I felt right at home. Waiting.

I’d set the meet for one in the morning, at a West Side bar in a building slated for demolition. New York is a big piece of machinery; it needs its gears greased to keep running. So the whole neighborhood was getting plowed over, like a field being readied for a different crop. That’s Manhattan today—all the money goes up top, while the infrastructure wastes away from neglect. The famous skyline is a cheap trick now, a sleight-of-hand to draw your eye from the truth, as illusory as a bodybuilder with osteoporosis.

In the neighborhood I’d picked, strip joints where “upscale” meant five bucks for a bottle of Bud Light were driving out residential buildings. Only the rumors that our sports-whore mayor was going to find a way to green-light massive razing so he could build a gigantic football stadium near the Javits Center kept the whole area from being leveled. Building owners were laying in the cut, waiting to see the City’s hole card.

My ’69 Plymouth was huddled against the alley wall, its black-and-primer body mottled into an urban camouflage pattern. Anonymous, near-invisible. Like me, to most.

A cinnamon Audi sedan—a big one, probably an A8—circled the block for the third time, cruising for a place to park. I figured it for the guy I had been waiting for. There was an open space in front of a fire hydrant just across from me, but parking tickets can cost you more than money—ask David Berkowitz.
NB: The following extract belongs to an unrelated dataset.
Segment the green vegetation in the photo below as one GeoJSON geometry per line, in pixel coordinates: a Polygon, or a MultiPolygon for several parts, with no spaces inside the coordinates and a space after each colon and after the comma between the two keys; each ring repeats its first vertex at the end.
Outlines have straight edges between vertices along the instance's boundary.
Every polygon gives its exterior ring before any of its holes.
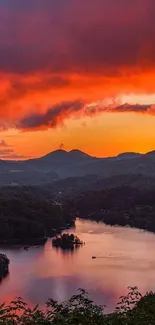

My watch read six minutes short of the meet time when a man came up the sidewalk toward the bar. He was bareheaded, hunched over against the razoring wind, wearing a camel’s-hair topcoat with a white scarf. The kind of guy who would drive a hundred-grand car, and be used to parking it indoors.

I let him get inside before I made my move. I hadn’t seen enough of his face to pick him out of a crowd, but I wasn’t worried—it wasn’t the kind of joint where you checked your coat.

 

H
e was standing at the bar, facing the doorway, the camel’s-hair coat opened to reveal a charcoal-gray suit, white shirt, and geometric-pattern tie that flashed green-gold in the dim light. He had a shot glass in his right hand, a pair of butter-colored gloves in his left.
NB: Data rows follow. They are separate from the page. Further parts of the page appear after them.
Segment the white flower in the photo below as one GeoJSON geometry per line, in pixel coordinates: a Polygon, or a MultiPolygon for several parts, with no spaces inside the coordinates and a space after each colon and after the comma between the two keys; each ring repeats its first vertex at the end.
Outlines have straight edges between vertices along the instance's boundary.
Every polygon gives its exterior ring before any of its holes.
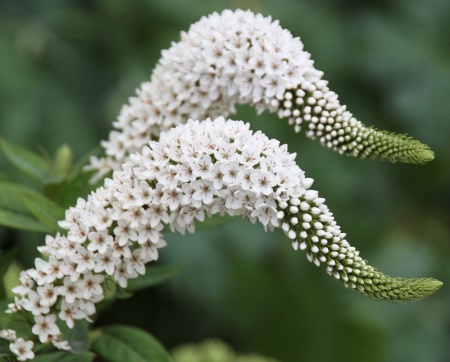
{"type": "Polygon", "coordinates": [[[70,260],[69,257],[63,257],[61,262],[61,270],[64,275],[68,275],[71,281],[77,281],[80,278],[80,273],[77,272],[77,263],[70,260]]]}
{"type": "Polygon", "coordinates": [[[207,180],[197,180],[191,184],[194,193],[192,194],[192,199],[200,201],[205,205],[209,205],[214,197],[214,186],[211,181],[207,180]]]}
{"type": "Polygon", "coordinates": [[[278,211],[275,207],[261,204],[256,210],[252,212],[252,217],[257,217],[259,222],[264,226],[272,225],[279,226],[278,211]]]}
{"type": "Polygon", "coordinates": [[[270,195],[273,192],[273,187],[276,185],[275,177],[270,172],[253,172],[250,180],[253,182],[252,190],[256,194],[270,195]]]}
{"type": "Polygon", "coordinates": [[[58,294],[53,284],[45,284],[43,286],[39,286],[37,287],[36,291],[39,294],[39,303],[41,306],[51,307],[56,303],[58,294]]]}
{"type": "Polygon", "coordinates": [[[113,275],[114,269],[119,264],[119,258],[114,257],[111,250],[107,250],[104,254],[95,255],[94,272],[101,273],[105,271],[106,274],[113,275]]]}
{"type": "Polygon", "coordinates": [[[25,341],[23,338],[17,338],[9,344],[9,349],[17,356],[18,361],[26,361],[34,358],[33,341],[25,341]]]}
{"type": "Polygon", "coordinates": [[[42,297],[37,292],[35,292],[34,290],[30,290],[28,292],[27,298],[24,299],[23,301],[22,308],[31,312],[33,315],[41,315],[49,313],[50,312],[49,305],[42,305],[41,300],[42,297]]]}
{"type": "Polygon", "coordinates": [[[31,331],[39,337],[42,343],[49,342],[51,336],[59,336],[61,334],[58,326],[55,324],[56,316],[54,314],[37,315],[34,317],[34,321],[36,324],[33,325],[31,331]]]}
{"type": "Polygon", "coordinates": [[[197,177],[205,178],[208,177],[213,168],[213,163],[211,161],[211,156],[203,155],[201,159],[194,162],[192,165],[193,174],[197,177]]]}
{"type": "Polygon", "coordinates": [[[236,146],[232,143],[223,141],[217,146],[216,151],[214,151],[214,157],[218,161],[231,162],[234,161],[236,156],[236,146]]]}
{"type": "Polygon", "coordinates": [[[25,271],[20,272],[20,285],[12,288],[13,293],[19,294],[19,295],[26,295],[31,288],[34,286],[34,280],[31,278],[29,273],[25,271]]]}
{"type": "Polygon", "coordinates": [[[0,338],[15,341],[17,339],[17,333],[13,329],[0,329],[0,338]]]}
{"type": "Polygon", "coordinates": [[[63,285],[56,287],[58,294],[63,296],[67,303],[72,304],[75,299],[80,298],[82,289],[78,282],[74,282],[70,277],[65,277],[63,285]]]}
{"type": "Polygon", "coordinates": [[[130,229],[136,229],[140,225],[147,223],[147,217],[145,216],[145,209],[140,206],[132,206],[124,213],[122,213],[123,219],[128,223],[130,229]]]}
{"type": "Polygon", "coordinates": [[[159,239],[162,237],[161,231],[163,229],[162,224],[158,224],[155,226],[151,226],[150,223],[147,223],[145,225],[141,225],[138,232],[138,240],[137,242],[139,244],[145,243],[147,240],[150,240],[152,243],[157,243],[159,239]]]}
{"type": "Polygon", "coordinates": [[[145,274],[145,264],[140,258],[140,253],[140,250],[134,250],[131,253],[131,257],[125,260],[125,266],[128,274],[133,274],[133,272],[137,272],[141,275],[145,274]]]}
{"type": "Polygon", "coordinates": [[[94,254],[83,246],[77,247],[77,253],[70,258],[77,264],[77,273],[84,273],[94,268],[94,254]]]}
{"type": "Polygon", "coordinates": [[[223,181],[227,184],[239,184],[241,181],[241,170],[243,167],[238,161],[222,163],[220,171],[223,173],[223,181]]]}
{"type": "MultiPolygon", "coordinates": [[[[138,239],[139,241],[139,239],[138,239]]],[[[113,258],[120,259],[121,257],[128,258],[131,255],[130,243],[119,244],[117,241],[110,245],[111,255],[113,258]]]]}
{"type": "Polygon", "coordinates": [[[170,187],[163,188],[163,197],[161,198],[161,203],[167,205],[170,210],[176,210],[180,205],[182,200],[181,189],[178,187],[176,189],[171,189],[170,187]]]}
{"type": "Polygon", "coordinates": [[[150,226],[153,228],[159,223],[167,224],[169,221],[169,214],[167,213],[167,209],[162,207],[162,205],[158,204],[150,204],[148,209],[145,211],[147,215],[148,222],[150,226]]]}
{"type": "Polygon", "coordinates": [[[92,295],[102,295],[101,283],[105,277],[101,274],[86,273],[83,275],[81,292],[84,299],[90,299],[92,295]]]}
{"type": "Polygon", "coordinates": [[[60,350],[63,350],[63,351],[70,351],[71,350],[69,342],[60,339],[60,336],[57,336],[57,337],[53,337],[52,336],[50,338],[50,342],[52,342],[52,344],[56,348],[58,348],[60,350]]]}
{"type": "Polygon", "coordinates": [[[89,244],[87,249],[91,252],[98,251],[100,254],[106,252],[106,249],[112,244],[113,237],[106,230],[91,231],[88,235],[89,244]]]}
{"type": "MultiPolygon", "coordinates": [[[[80,310],[78,305],[78,301],[76,301],[75,303],[70,303],[67,301],[67,298],[61,302],[61,311],[59,312],[58,317],[59,319],[65,321],[69,328],[73,328],[75,319],[84,319],[86,317],[86,315],[80,310]]],[[[57,345],[55,345],[55,347],[57,347],[57,345]]]]}
{"type": "Polygon", "coordinates": [[[129,240],[136,241],[138,237],[136,230],[133,230],[126,220],[117,222],[117,226],[114,228],[114,235],[119,245],[126,245],[129,240]]]}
I walked toward him. He saw a man in a well-traveled army jacket, winter jeans, and work boots. If anyone asked him later, he would say the man’s hair was covered with a watch cap that came down over the top of his ears, and his eyes were unreadable behind the heavy lenses of horn-rimmed glasses. My face was temporarily unscarred, thanks to Michelle’s deft touch with the tube of Cover-mark she always carries.
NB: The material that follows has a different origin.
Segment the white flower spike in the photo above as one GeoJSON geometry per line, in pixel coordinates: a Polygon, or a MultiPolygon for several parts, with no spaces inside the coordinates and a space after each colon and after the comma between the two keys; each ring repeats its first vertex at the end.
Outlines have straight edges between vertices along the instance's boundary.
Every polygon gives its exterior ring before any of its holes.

The man coming toward him had a pair of gloves, too…on his hands.

I nodded my head to my left. He stepped away from the bar and walked in the direction I had indicated. I slipped past him and took a seat in an empty wood booth, facing the door. He sat down across from me.

Up close, he was older than his voice, but a guy who took care of himself, or had people do it for him: hundred-dollar haircuts, facials, manicures. I was guessing a heavy pill regimen, regular workouts, maybe even a little nip-and-tuck, too.

“Are you—?”

I held up two fingers.

He nodded, reached into the inside pocket of his coat, and brought out a plain white envelope. He put it on the table between us. I picked it up, slipped it into a side pocket.

“You’re not going to count it?”

“You want something done, what’s in it for you to stiff me on the front end?” I told him.